[Ed. – While it’s only partly/technically correct to say that Norway hasn’t let “foreign troops” be stationed there since WWII — foreign military personnel have been stationed there in handfuls around the country since Norway joined NATO — this is still a meaningful political move. It comes on top of a recent, large-scale prepositioning of battle equipment in old Cold War storage sites in Norway. As usual, Obama is slinging all this stuff around without setting it in the context of policy speeches about what it’s for. That latter point is called “diplomacy,” and Obama has actually done very little of it. Ostensibly, the 6-month USMC deployments are going to be about training for winter battle conditions. But (a) there’s nowhere we realistically expect to have to fight in such conditions, and (b) it would be cheaper and smarter to just train in Alaska — or Canada, if it comes to that. Critics can be forgiven for thinking this is all BS.]
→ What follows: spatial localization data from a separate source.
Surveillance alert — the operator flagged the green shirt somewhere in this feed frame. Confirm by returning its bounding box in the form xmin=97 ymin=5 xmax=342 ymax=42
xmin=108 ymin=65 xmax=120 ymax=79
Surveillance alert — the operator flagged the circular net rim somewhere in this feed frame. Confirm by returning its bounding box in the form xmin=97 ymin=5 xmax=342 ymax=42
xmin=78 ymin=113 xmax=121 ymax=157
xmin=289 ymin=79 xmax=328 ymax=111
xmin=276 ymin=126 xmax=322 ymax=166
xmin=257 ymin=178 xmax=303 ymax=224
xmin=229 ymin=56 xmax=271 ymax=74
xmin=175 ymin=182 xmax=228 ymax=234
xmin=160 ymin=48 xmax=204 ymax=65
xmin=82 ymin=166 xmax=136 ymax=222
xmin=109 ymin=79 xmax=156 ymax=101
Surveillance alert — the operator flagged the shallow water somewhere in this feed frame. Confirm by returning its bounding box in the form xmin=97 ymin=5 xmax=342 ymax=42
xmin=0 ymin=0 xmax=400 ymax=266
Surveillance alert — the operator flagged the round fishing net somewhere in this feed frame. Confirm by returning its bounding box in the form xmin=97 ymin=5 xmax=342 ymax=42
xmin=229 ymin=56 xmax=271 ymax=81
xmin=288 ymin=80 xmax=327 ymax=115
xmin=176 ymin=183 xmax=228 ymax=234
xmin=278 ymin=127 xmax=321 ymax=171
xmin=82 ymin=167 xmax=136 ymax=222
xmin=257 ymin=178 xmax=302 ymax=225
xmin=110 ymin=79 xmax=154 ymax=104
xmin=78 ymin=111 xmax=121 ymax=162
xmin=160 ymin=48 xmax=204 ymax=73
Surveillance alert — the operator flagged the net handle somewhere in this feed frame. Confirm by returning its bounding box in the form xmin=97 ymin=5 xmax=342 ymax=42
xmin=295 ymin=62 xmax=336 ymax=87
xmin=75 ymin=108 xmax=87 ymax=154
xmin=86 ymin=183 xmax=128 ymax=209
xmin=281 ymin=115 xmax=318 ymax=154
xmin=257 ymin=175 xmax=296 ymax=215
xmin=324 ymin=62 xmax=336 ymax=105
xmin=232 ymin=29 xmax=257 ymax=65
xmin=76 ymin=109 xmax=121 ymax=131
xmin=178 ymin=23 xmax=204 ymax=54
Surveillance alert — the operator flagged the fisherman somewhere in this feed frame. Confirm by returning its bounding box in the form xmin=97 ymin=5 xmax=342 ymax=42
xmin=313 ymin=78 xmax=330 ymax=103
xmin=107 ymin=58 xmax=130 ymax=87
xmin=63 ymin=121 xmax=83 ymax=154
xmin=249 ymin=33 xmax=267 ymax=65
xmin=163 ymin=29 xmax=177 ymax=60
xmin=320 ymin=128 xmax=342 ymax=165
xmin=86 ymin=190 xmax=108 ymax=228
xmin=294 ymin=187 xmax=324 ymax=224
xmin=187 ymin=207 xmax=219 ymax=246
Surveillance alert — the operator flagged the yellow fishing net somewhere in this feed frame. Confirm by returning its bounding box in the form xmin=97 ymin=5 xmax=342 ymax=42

Some 300 U.S. Marines landed in Norway on Monday for a six-month deployment, the first time since World War Two that foreign troops have been allowed to be stationed there, in a deployment which has irked Norway’s Arctic neighbor Russia.
Officials played down any link between the operation and NATO concerns over Russia, but the deployment coincides with the U.S. sending several thousand troops to Poland to beef up its Eastern European allies worried about Moscow’s assertiveness.
Marines from Camp Lejeune in North Carolina landed a little after 10 am CET (0900 GMT) at a snow-covered Vaernes airport near Trondheim, Norway’s third-largest city, where temperatures were reaching -2 degrees Celsius (28 degrees Fahrenheit).
U.S. troops are to stay in Norway for a year, with the current batch of Marines being replaced after their six-month tour is complete.